Таким образом, буддизм отнюдь не чуждался «житейских» проблем. Поэтому утвердившееся в науке представление о буддизме как о чисто монашеском движении, далеком от повседневных материальных нужд, следует считать ошибочным. Конечно, ядром доктрины оставалось учение о достижении нирваны, но с ним органически уживался, казалось бы несовместимый, свод сугубо практических заповедей. При этом концептуальная идея необходимости ухода от жизни и ее радостей сосуществовала с проповедью материального благополучия.
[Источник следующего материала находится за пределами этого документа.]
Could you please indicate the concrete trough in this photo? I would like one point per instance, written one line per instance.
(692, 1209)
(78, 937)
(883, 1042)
Последняя привлекала" в первую очередь ту зажиточную часть населения, которая по своему варновому происхождению считалась, согласно брахманистской традиции, неполноправной.
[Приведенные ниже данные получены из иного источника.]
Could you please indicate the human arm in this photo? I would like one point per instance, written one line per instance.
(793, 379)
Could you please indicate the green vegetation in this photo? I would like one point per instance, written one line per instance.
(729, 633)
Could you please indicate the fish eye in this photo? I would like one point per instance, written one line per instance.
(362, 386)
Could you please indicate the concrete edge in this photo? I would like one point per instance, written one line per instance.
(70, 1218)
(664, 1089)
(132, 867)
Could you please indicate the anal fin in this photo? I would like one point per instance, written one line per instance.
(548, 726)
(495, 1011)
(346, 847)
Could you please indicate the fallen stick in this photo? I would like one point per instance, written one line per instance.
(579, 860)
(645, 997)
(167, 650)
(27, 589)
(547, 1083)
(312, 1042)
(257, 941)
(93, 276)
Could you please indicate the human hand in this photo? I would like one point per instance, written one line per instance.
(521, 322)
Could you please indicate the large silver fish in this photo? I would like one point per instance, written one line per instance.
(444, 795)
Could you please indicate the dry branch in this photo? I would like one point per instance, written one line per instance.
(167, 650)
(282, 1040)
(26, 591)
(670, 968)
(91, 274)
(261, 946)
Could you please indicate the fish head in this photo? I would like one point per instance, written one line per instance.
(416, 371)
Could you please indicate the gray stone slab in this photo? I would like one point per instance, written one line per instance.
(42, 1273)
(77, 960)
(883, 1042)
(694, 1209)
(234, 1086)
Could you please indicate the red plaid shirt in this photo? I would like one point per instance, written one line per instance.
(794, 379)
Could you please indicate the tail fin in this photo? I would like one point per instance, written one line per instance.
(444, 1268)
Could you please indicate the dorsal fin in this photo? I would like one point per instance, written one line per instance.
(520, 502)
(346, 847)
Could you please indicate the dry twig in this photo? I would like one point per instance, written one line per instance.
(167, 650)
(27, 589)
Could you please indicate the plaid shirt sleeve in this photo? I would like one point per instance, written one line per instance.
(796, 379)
Было бы, разумеется, грубой вульгаризацией объявлять буддизм радикальным социальным учением, а Будду — социальным реформатором. Изображенное в канонических сочинениях «идеальное общество» не имело никакой реальной основы, и даже в монашеской «общине равных» принцип равенства, как отмечалось, нередко нарушался. По словам известного индийского философа Дебипрасада Чаттопадхьяи, «Будда единственный из всех современных ему пророков мог предложить народу иллюзию свободы, равенства и братства, которые — как неизбежный результат законов социального прогресса — попирались и подрывались в действительности».
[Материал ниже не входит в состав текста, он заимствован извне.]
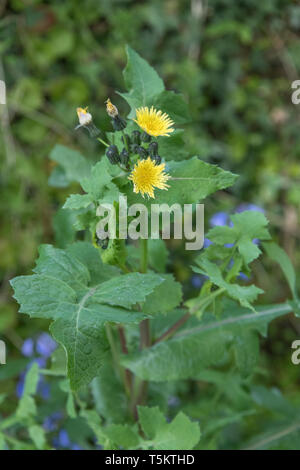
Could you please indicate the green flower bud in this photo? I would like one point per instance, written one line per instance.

Уже первая его проповедь фактически выводила все мирские проблемы, включая и социальные, из различных моментов психологического состояния личности: зло, страдания, тяготы и горести объявлялись результатом «ослепления» человека, которому следовало отрешиться от мира, посвятить себя самосовершенствованию. Понятно, что буддизм звал не к борьбе с несправедливостью, а к ослаблению и полному угасанию «огня внутренних желаний», эмоций и внешних восприятий, к устранению любых реакций на окружающий мир, поскольку всякое страдание уничтожается лишь с исчезновением «сознания собственного «я»».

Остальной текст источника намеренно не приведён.